16. The catheter system of claim 15, further comprising a duct fluidly connected at a distal end thereof to said balloon and configured to be coupled, at a proximal end thereof, to a fluid source or vacuum, said duct being longitudinally joined at least at a distal portion thereof to said tube.

17. The catheter system of claim 16, configured to allow for the controllable rotation to be effected by a motor and/or manually.

18. The catheter system of claim 5, wherein the intraluminal passage is a blood vessel.

19. The catheter system of claim 5, comprising a plurality of said work element, said plurality of work elements being symmetrically disposed about the longitudinal axis of said balloon.

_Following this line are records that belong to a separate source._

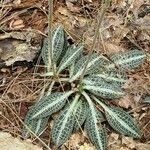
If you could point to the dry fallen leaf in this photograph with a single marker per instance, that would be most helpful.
(7, 142)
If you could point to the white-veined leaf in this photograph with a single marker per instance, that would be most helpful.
(49, 104)
(94, 129)
(70, 57)
(120, 120)
(147, 99)
(128, 60)
(104, 89)
(63, 126)
(80, 114)
(37, 126)
(118, 78)
(57, 46)
(93, 65)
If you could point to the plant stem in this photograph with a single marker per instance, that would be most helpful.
(50, 47)
(100, 19)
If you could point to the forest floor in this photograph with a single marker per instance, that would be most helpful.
(23, 24)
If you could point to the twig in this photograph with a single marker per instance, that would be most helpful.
(100, 19)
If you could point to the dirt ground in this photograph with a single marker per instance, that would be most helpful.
(23, 24)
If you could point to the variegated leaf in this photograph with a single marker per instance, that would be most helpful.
(120, 120)
(49, 104)
(147, 99)
(80, 114)
(69, 58)
(93, 65)
(128, 60)
(118, 78)
(63, 125)
(37, 126)
(57, 46)
(104, 89)
(94, 129)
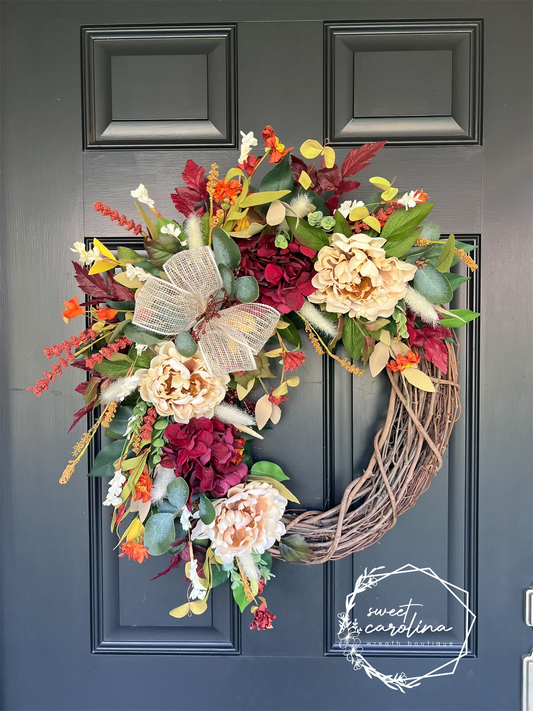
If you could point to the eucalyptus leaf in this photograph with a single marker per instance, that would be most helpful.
(431, 231)
(309, 236)
(433, 285)
(455, 280)
(269, 469)
(178, 492)
(240, 598)
(460, 318)
(225, 249)
(279, 178)
(353, 338)
(446, 256)
(139, 335)
(207, 510)
(159, 533)
(228, 279)
(398, 247)
(128, 253)
(263, 198)
(402, 222)
(113, 368)
(185, 344)
(290, 333)
(246, 289)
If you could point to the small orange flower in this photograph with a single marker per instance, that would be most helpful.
(134, 550)
(106, 314)
(277, 149)
(226, 192)
(143, 488)
(72, 309)
(403, 362)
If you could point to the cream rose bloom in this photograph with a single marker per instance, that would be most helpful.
(181, 387)
(248, 519)
(355, 277)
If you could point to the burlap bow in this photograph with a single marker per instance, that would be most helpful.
(227, 338)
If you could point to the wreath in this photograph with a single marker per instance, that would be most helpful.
(181, 337)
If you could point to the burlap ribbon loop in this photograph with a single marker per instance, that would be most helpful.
(229, 342)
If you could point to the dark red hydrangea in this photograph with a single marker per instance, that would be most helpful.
(207, 453)
(263, 618)
(284, 275)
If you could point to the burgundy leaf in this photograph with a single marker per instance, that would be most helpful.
(119, 292)
(346, 186)
(185, 200)
(332, 203)
(81, 413)
(193, 176)
(436, 331)
(359, 158)
(437, 353)
(298, 166)
(416, 338)
(329, 178)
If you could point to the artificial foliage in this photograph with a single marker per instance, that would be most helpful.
(193, 344)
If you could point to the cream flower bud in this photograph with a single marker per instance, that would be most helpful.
(355, 277)
(248, 519)
(181, 387)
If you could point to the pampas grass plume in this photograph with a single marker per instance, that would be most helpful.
(317, 320)
(193, 230)
(420, 306)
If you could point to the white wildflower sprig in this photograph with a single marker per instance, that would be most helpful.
(348, 205)
(86, 256)
(410, 199)
(120, 389)
(420, 306)
(194, 232)
(162, 478)
(198, 590)
(318, 321)
(115, 489)
(247, 143)
(301, 205)
(141, 194)
(173, 230)
(233, 415)
(133, 272)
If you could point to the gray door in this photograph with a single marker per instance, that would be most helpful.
(88, 114)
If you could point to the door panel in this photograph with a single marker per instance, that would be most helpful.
(99, 97)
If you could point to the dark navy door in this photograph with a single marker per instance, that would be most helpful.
(97, 97)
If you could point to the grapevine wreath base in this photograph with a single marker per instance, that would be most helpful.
(407, 454)
(183, 341)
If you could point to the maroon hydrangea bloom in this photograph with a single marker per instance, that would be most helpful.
(207, 453)
(284, 275)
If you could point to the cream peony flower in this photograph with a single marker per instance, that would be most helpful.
(354, 277)
(181, 387)
(248, 519)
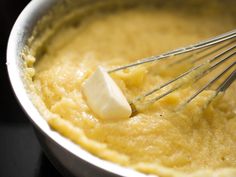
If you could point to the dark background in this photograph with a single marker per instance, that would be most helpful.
(20, 152)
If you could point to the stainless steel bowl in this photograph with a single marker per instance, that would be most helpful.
(69, 159)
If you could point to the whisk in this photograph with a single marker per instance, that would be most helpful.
(211, 54)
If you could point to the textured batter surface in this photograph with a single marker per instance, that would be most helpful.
(155, 140)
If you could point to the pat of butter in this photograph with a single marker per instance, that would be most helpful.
(104, 97)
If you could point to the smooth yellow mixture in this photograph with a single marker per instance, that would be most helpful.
(192, 142)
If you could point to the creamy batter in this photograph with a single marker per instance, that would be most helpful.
(190, 142)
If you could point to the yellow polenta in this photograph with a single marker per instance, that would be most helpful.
(191, 142)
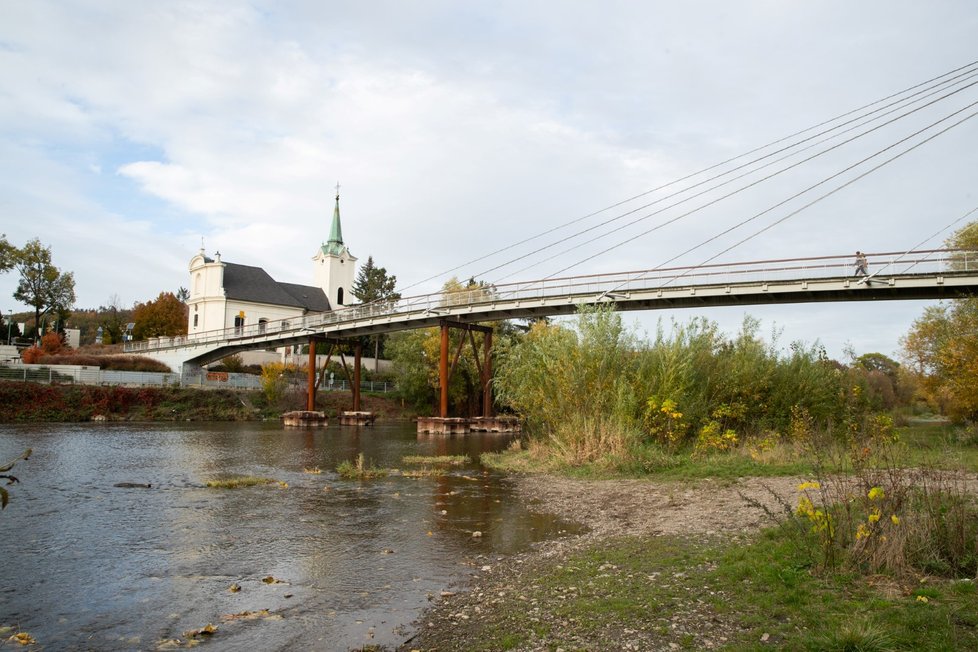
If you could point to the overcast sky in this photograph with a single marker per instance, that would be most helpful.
(129, 131)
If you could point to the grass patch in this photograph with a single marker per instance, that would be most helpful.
(237, 482)
(425, 472)
(359, 470)
(670, 591)
(436, 460)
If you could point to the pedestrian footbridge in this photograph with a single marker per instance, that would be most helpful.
(931, 274)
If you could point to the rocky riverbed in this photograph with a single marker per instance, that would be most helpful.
(609, 509)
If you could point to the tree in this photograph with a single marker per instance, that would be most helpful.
(942, 346)
(111, 319)
(373, 284)
(166, 316)
(42, 285)
(8, 254)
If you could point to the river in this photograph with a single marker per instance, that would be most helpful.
(86, 565)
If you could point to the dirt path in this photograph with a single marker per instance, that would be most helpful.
(641, 507)
(608, 509)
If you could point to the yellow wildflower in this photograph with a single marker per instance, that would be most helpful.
(805, 508)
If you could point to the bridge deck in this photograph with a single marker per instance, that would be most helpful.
(925, 275)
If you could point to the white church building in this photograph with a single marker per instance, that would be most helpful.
(232, 295)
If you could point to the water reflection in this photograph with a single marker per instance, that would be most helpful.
(90, 566)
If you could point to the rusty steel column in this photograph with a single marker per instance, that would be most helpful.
(487, 372)
(358, 353)
(311, 396)
(443, 372)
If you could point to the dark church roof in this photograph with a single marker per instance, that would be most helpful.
(248, 283)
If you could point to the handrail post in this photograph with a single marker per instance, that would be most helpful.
(357, 353)
(443, 371)
(311, 375)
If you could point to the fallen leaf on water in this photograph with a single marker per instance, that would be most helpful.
(23, 638)
(247, 615)
(206, 630)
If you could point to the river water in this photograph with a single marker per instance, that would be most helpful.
(85, 565)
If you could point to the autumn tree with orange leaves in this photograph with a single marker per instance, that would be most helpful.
(166, 316)
(942, 345)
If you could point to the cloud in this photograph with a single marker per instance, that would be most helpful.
(454, 129)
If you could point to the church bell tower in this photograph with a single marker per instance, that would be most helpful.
(335, 267)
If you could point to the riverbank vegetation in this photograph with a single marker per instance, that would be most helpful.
(877, 549)
(597, 396)
(34, 402)
(239, 481)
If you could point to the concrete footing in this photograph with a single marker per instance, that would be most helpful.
(357, 418)
(304, 418)
(461, 426)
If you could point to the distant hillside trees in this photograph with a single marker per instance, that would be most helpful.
(373, 283)
(42, 285)
(165, 316)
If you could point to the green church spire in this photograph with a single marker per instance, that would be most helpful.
(335, 243)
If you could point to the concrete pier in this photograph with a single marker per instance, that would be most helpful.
(305, 419)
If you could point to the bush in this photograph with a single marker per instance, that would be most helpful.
(875, 517)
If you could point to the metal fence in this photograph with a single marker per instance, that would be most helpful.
(82, 375)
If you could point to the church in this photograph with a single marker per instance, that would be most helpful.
(232, 295)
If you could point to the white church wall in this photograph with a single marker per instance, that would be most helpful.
(254, 312)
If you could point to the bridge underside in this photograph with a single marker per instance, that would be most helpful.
(356, 322)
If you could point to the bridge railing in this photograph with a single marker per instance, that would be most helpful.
(608, 284)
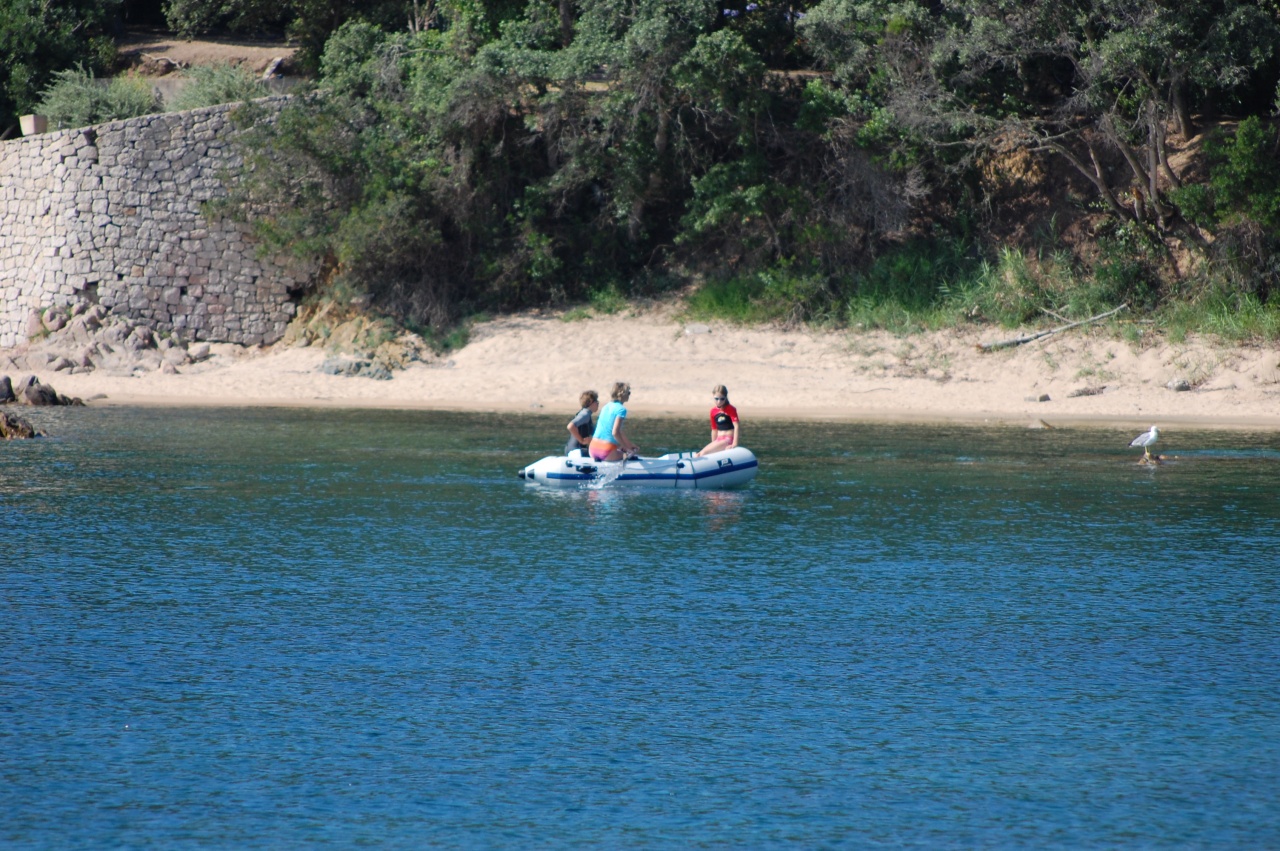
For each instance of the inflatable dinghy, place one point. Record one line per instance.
(717, 471)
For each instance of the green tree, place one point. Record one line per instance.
(1082, 78)
(40, 37)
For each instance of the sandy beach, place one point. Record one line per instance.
(539, 362)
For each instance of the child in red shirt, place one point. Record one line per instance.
(725, 425)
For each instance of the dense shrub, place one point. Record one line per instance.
(76, 99)
(213, 85)
(39, 39)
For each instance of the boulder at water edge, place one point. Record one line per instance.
(14, 428)
(30, 390)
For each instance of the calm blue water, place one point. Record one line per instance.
(291, 628)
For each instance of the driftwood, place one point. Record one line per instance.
(1029, 338)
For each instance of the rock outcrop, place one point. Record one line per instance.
(14, 428)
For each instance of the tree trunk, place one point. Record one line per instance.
(566, 9)
(1180, 104)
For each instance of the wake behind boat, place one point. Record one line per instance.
(718, 471)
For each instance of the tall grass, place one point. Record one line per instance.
(932, 284)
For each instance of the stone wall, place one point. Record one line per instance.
(114, 215)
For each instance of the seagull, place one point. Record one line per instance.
(1147, 439)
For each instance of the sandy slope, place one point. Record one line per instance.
(542, 362)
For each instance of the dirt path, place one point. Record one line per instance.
(146, 51)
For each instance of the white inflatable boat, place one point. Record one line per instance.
(717, 471)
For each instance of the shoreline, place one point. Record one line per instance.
(539, 362)
(1060, 420)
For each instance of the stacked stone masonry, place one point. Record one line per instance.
(114, 214)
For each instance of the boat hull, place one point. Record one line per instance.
(681, 470)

20. A method for treating blockage in intraluminal passages, comprising the steps of: introducing a catheter system, according to claim 1, into an intraluminal passage in a body of a subject, the catheter system being in the guiding configuration, and maneuvering the catheter system until the balloon reaches a location of a target lesion in the intraluminal passage, with the work element facing the target lesion;inflating the balloon with a fluid until the balloon pushes against inner walls of the intraluminal passage, thereby anchoring the balloon;switching the catheter system into the work configuration, thereby pushing the work element against the target lesion and compressing the target lesion.